Fig. 1: False Positive counts for the 5 sound classes with highest FP.

Obtaining Webly Labeled Data: Using just the sound name itself as text query on YouTube leads to extremely noisy retrieval. [16] argued that humans often use the phrase “sound of” in texts before referring to a sound. Based on this intuition we augment the search query with the phrase “sound of”. This leads to a dramatic improvement in the retrieval of relevant examples. For example, using “sound of dog” instead of “dog” improves the relevant results (sound event actually present in the recordings) by more than 60% in the top 50 retrieved videos. Hence, for every sound class, we use the phrase “sound of <sound-class>” as the search query for retrieving example recordings of each class. The top K retrieved video (audio) recordings for each class are automatically marked to contain the sound event.

We formed two datasets using the above strategy. The first one referred to as Webly-2k uses top 50 retrieved videos for each class and has around 1,900 audio recordings. The second one, Webly-4k, uses the top 100 retrieved videos for each class and contains around 3,800 recordings. Note that, some of the recordings are retrieved for multiple classes, and hence, the datasets are multi-labeled, similar to Audioset. Only recordings under 4 minutes are considered.

Analysis of the Dataset: The average duration of the Webly-2k set is around 111 seconds resulting in a total of around 60 hours of data. Webly-4k is around 108 hours of audio with an average recording duration of 101 seconds.

As mentioned before, label noise is expected in these datasets. To analyze this, we manually verified the positive exemplars of each class and estimated the number of false positives (FP) for each class. Clearly, the larger Webly-4k contains far more noisy labels than Webly-2k. Figure 1 shows the FP counts for 5 classes with the highest false positives.
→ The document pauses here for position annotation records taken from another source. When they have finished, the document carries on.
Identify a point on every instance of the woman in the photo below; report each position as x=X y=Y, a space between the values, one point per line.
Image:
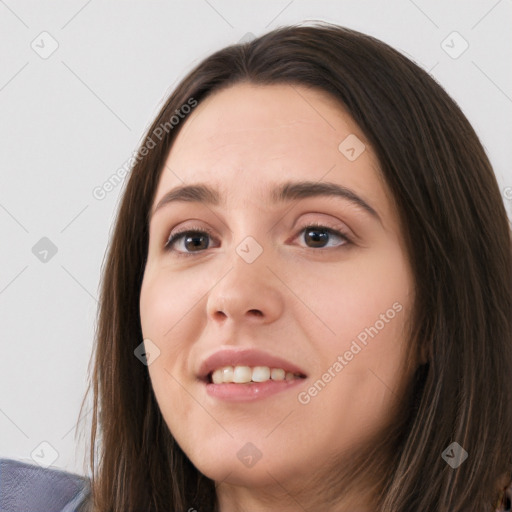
x=307 y=299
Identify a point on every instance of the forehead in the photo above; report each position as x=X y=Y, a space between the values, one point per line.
x=247 y=137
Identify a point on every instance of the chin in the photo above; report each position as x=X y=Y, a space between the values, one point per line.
x=230 y=469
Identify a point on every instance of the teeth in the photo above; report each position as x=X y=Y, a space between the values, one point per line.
x=245 y=374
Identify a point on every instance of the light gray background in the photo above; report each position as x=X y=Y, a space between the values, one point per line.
x=70 y=120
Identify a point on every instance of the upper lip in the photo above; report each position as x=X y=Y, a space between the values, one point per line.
x=245 y=357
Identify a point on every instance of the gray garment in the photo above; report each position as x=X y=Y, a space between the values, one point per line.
x=26 y=487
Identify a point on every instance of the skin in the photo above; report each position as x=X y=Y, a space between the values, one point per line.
x=312 y=301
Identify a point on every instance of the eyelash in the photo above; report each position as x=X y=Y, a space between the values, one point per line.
x=201 y=231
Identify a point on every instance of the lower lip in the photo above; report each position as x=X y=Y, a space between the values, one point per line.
x=251 y=391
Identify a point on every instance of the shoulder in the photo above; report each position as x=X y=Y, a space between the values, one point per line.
x=26 y=487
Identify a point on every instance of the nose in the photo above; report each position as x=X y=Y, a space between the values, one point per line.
x=247 y=292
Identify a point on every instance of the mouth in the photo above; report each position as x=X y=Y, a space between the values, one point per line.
x=247 y=375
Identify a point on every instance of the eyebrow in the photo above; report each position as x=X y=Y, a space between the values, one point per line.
x=287 y=191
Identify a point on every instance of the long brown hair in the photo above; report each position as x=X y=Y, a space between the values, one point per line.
x=458 y=240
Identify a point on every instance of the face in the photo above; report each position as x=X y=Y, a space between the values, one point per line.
x=331 y=299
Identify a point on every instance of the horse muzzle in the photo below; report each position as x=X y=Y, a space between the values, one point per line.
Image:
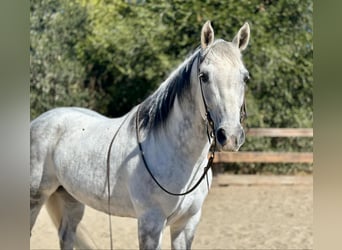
x=229 y=141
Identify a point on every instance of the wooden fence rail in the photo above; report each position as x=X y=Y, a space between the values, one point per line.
x=270 y=157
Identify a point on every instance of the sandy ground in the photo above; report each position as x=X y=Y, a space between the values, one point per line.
x=241 y=212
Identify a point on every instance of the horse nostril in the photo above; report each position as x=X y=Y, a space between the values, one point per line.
x=221 y=136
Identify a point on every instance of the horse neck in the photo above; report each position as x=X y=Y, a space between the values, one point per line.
x=185 y=130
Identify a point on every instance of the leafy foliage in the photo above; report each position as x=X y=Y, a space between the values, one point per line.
x=110 y=55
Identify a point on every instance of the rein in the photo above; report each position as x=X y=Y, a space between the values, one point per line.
x=210 y=134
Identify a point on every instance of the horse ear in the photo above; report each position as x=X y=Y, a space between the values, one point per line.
x=207 y=35
x=242 y=38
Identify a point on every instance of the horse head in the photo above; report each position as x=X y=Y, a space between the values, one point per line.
x=222 y=82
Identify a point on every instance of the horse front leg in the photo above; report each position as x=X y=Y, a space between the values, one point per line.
x=183 y=232
x=150 y=230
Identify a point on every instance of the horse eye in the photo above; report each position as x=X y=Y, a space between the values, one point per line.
x=246 y=78
x=204 y=77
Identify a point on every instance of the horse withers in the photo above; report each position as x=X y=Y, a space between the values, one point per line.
x=120 y=166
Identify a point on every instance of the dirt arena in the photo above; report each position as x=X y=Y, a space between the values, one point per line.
x=241 y=212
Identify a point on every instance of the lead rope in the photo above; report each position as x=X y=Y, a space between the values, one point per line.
x=108 y=182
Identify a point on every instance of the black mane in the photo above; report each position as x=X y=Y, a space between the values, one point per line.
x=155 y=110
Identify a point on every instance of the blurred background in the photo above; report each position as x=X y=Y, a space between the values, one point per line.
x=110 y=55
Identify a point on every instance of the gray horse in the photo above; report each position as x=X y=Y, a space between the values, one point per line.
x=116 y=165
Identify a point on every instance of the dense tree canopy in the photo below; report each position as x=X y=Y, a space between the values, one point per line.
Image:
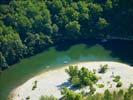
x=30 y=26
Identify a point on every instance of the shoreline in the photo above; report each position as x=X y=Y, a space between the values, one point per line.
x=49 y=82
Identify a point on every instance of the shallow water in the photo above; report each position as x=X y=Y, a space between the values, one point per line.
x=53 y=58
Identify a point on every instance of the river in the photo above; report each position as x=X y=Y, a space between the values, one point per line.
x=54 y=58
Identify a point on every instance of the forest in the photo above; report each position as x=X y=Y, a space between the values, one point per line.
x=28 y=27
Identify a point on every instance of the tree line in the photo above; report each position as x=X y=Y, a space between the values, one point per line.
x=28 y=27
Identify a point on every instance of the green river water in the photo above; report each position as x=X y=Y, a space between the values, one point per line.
x=52 y=58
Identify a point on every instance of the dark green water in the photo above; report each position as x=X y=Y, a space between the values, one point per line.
x=29 y=67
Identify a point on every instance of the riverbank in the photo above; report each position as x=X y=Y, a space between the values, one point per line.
x=49 y=83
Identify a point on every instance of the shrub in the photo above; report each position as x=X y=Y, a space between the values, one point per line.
x=34 y=85
x=103 y=68
x=82 y=77
x=47 y=98
x=116 y=78
x=119 y=84
x=70 y=95
x=28 y=98
x=100 y=85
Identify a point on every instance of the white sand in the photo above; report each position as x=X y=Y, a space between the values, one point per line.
x=49 y=82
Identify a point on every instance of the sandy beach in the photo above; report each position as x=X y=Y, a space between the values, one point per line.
x=50 y=83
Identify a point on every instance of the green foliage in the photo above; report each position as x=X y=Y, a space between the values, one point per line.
x=48 y=98
x=102 y=23
x=103 y=68
x=82 y=77
x=71 y=95
x=100 y=85
x=116 y=78
x=119 y=84
x=34 y=85
x=28 y=98
x=107 y=95
x=29 y=27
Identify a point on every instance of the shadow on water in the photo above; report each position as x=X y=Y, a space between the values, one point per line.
x=120 y=48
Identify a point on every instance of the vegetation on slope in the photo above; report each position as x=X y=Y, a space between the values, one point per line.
x=28 y=27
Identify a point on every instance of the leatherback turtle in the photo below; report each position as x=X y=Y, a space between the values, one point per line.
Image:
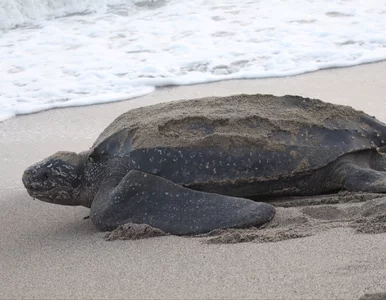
x=188 y=167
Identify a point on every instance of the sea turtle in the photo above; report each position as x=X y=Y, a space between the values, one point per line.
x=188 y=167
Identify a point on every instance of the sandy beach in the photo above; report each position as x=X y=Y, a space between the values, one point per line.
x=51 y=252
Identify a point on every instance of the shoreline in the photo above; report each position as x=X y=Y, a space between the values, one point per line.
x=49 y=251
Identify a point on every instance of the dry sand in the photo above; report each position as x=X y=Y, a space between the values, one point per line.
x=49 y=251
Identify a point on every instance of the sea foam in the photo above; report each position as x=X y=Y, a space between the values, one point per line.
x=69 y=53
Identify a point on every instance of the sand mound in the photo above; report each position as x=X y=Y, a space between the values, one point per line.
x=132 y=231
x=363 y=212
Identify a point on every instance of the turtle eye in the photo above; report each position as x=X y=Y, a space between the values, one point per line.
x=43 y=175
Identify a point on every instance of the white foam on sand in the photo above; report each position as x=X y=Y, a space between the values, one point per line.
x=70 y=53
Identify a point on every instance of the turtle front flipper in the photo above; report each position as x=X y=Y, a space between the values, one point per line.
x=143 y=198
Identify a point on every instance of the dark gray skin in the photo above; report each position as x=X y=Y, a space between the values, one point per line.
x=180 y=192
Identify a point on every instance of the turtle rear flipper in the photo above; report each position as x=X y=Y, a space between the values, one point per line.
x=143 y=198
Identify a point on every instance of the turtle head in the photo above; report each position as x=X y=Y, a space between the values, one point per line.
x=57 y=179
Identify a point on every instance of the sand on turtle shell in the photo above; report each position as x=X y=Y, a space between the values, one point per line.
x=364 y=212
x=242 y=120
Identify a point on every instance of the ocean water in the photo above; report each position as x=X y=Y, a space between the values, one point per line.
x=60 y=53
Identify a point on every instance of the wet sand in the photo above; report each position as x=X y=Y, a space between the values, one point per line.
x=49 y=251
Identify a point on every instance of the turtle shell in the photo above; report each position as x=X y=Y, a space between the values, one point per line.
x=240 y=136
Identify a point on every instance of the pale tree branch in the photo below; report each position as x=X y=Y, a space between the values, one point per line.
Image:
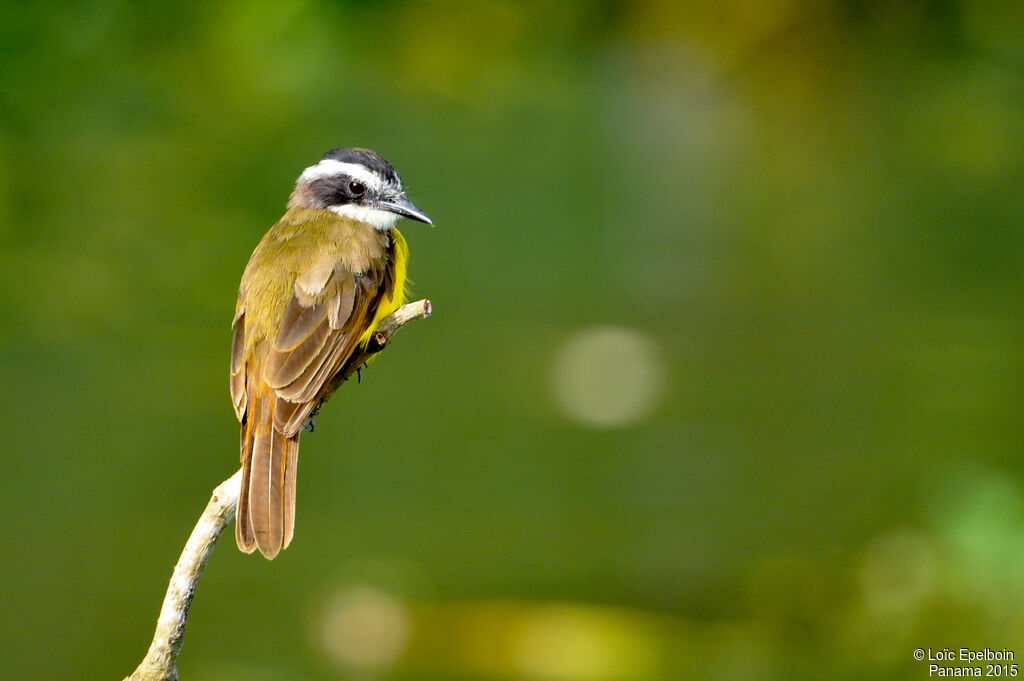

Note that, for these classes, 30-50% of the examples are wrongly labeled to contain the sound when it is actually not present. However, FP values can be low also for some classes, e.g., Piano and Crowd. Another form of label noise is false negatives. Estimating false negatives requires one to manually check all of the recordings for all classes, which makes the task considerably difficult. Even the Audioset dataset has not been assessed for false negatives and contains false negatives. Please visit our paper webpage https://ankitshah009.github.io/weblynet for full details on our webly labeled data.

Note that, the manual verification was done only for analysis; the actual goal is to learn from noisy-labeled Webly-4k (or -2k) directly.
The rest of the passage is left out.